Die Amadeu-Antonio-Stiftung leistet seit vielen Jahren hervorragende Arbeit im Kampf gegen Rechtsextremismus und Hate Speech, und auch Frauenberatungsstellen haben sich in den letzten Jahren verstärkt in diese neuen Problemfelder eingearbeitet. Vor deren Arbeit habe ich den höchsten Respekt, da diese Organisationen in sehr prekären Situationen arbeiten müssen und sich von einer Projektfinanzierung zur nächsten hangeln. Wir brauchen endlich ein Demokratiefördergesetz, was ihnen eine dauerhafte Unterstützung sicherstellen kann. Neben solchen Organisationen bin ich auch immer wieder beeindruckt, wie schnell sich gerade junge Leute über Hashtags im Netz organisieren können, wie im Fall von #IchBinKeinVirus.
Was muss Ihrer Ansicht nach geschehen, damit sich einerseits die Situation Betroffener bessert und andererseits Hate Speech im Netz wieder abnimmt?
Der Kampf gegen Hate Speech und Rechtsextremismus ist eine gesamtgesellschaftliche Aufgabe. Wir brauchen zudem eine Weiterentwicklung von Rechtsprechung und Justiz und eine dringende Aufklärung rechtsextremer Tendenzen in den Sicherheitsbehörden. Betroffene brauchen dringend einen Ausbau von Beratungs- und Unterstützungsangeboten.

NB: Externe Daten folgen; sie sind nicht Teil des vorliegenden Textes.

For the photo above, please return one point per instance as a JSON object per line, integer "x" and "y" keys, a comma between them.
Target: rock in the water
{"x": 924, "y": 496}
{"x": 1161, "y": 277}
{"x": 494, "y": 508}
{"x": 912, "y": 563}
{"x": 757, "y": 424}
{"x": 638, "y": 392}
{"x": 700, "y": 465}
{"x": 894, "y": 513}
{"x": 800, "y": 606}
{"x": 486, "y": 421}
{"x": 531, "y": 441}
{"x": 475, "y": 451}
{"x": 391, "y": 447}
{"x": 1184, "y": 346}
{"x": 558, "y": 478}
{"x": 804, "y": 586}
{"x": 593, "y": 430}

Als Gesellschaft müssen wir uns ernsthaft fragen, wie wir miteinander umgehen wollen. Ich finde, wir müssen zu einem Diskurs zurückkommen, bei dem wir uns mit Argumenten über Inhalte streiten und persönliche Herabwürdigungen aus Debatten verbannen. Das Netzwerk der Rechtsextremen ist enorm groß, das braucht jetzt eine ebenso große gemeinsame Gegenkampagne. Der Respekt vor der Würde jedes anderen muss eben auch als gültiges Prinzip im Alltag immer wieder neu erkämpft werden.
Das Interview führte Philipp Jedicke.